Real-world examples of ALTREP usage patterns in miniextendr.
πTable of Contents
- Database Result Set (List)
- Memory-Mapped File (Raw)
- Lazy Time Series (Real)
- Sparse Matrix Row (Integer)
- External API Cache (String)
πDatabase Result Set (List)
Use case: Lazy loading of database query results without materializing all rows.

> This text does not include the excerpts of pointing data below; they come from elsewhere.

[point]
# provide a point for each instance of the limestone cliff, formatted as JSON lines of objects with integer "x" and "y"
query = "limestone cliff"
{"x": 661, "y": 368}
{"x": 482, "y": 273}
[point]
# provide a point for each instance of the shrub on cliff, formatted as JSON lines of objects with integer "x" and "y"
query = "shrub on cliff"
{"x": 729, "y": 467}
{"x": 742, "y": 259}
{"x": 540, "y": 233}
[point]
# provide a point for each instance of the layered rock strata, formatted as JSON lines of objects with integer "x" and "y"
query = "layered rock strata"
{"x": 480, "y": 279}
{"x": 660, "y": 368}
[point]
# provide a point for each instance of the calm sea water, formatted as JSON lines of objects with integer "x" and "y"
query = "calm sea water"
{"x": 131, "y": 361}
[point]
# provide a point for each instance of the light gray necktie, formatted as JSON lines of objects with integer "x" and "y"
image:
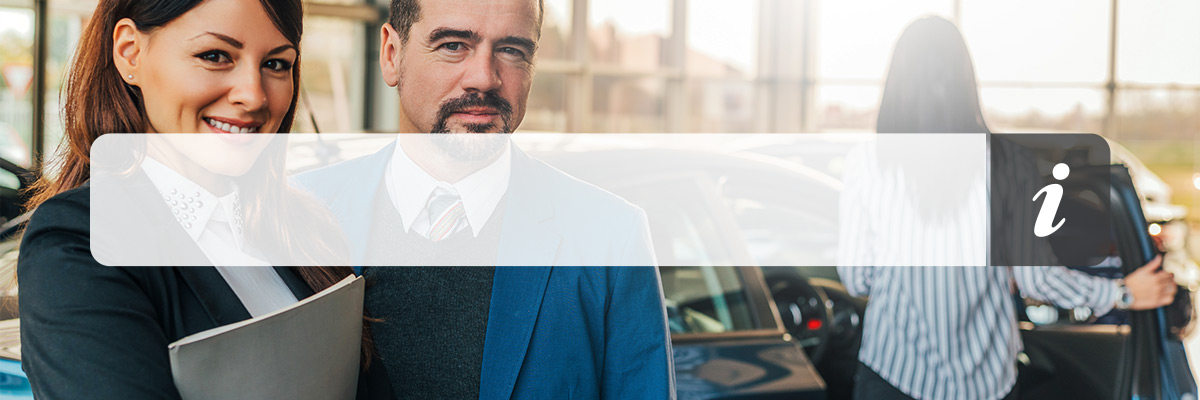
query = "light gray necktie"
{"x": 445, "y": 213}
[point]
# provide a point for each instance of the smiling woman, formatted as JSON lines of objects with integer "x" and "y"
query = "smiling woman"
{"x": 169, "y": 66}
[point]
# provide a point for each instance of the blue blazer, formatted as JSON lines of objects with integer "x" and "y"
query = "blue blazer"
{"x": 552, "y": 332}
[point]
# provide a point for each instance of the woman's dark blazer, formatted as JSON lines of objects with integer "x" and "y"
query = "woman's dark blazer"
{"x": 96, "y": 332}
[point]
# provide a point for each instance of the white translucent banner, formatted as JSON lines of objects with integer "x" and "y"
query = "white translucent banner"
{"x": 540, "y": 200}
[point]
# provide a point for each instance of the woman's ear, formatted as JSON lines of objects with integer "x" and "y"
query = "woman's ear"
{"x": 127, "y": 43}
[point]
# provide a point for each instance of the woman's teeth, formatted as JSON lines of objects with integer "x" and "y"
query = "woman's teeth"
{"x": 231, "y": 129}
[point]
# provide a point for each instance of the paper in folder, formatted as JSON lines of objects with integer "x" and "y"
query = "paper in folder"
{"x": 309, "y": 350}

use miniextendr_api::altrep_data::{AltrepLen, AltListData};
use miniextendr_api::ffi::SEXP;
use std::cell::RefCell;
#[derive(miniextendr_api::Altrep)]
#[altrep(class = "DatabaseResultSet")]
pub struct DatabaseResultSet {
connection_id: usize,
query: String,
row_count: usize,
// Cache fetched rows
cache: RefCell<std::collections::HashMap<usize, SEXP>>,
}
impl AltrepLen for DatabaseResultSet {
fn len(&self) -> usize {
self.row_count
}
}
impl AltListData for DatabaseResultSet {
fn elt(&self, i: usize) -> SEXP {
// Check cache first
if let Some(&row) = self.cache.borrow().get(&i) {
return row;
}
// Fetch from database (simplified)
let row = fetch_row_from_db(self.connection_id, &self.query, i);
// Cache the result
self.cache.borrow_mut().insert(i, row);
row
}
}
miniextendr_api::impl_altlist_from_data!(DatabaseResultSet);
Benefits:
- Only fetches rows when accessed
- Caches fetched rows for repeated access
- Memory efficient for large result sets
- R users get familiar list interface
Usage in R:
results <- db_query("SELECT * FROM large_table")
first_row <- results[[1]] # Fetches row 1
summary <- results[[1:100]] # Fetches first 100 rows
πMemory-Mapped File (Raw)
Use case: Zero-copy access to large binary files.
use miniextendr_api::altrep_data::{AltrepLen, AltRawData, AltrepDataptr};
use memmap2::Mmap;
use std::fs::File;
#[derive(miniextendr_api::Altrep)]
#[altrep(class = "MappedFile")]
pub struct MappedFile {
_file: File,
mmap: Mmap,
}
impl AltrepLen for MappedFile {
fn len(&self) -> usize {
self.mmap.len()
}
}
impl AltRawData for MappedFile {
fn elt(&self, i: usize) -> u8 {
self.mmap[i]
}
}
impl AltrepDataptr<u8> for MappedFile {
fn dataptr(&mut self, _writable: bool) -> Option<*mut u8> {
// Return pointer to mmap'd memory
Some(self.mmap.as_ptr() as *mut u8)
}
fn dataptr_or_null(&self) -> Option<*const u8> {
Some(self.mmap.as_ptr())
}
}
miniextendr_api::impl_altraw_from_data!(MappedFile, dataptr);
Benefits:
- Zero-copy file access
- OS handles memory management
- Works with files larger than RAM
- Full dataptr support for fast operations
Usage in R:
file <- mmap_file("large_data.bin")
header <- file[1:1024] # Read first 1KB
checksum <- sum(as.integer(file)) # Process entire file
πLazy Time Series (Real)
Use case: Generate time series data on-demand from formula.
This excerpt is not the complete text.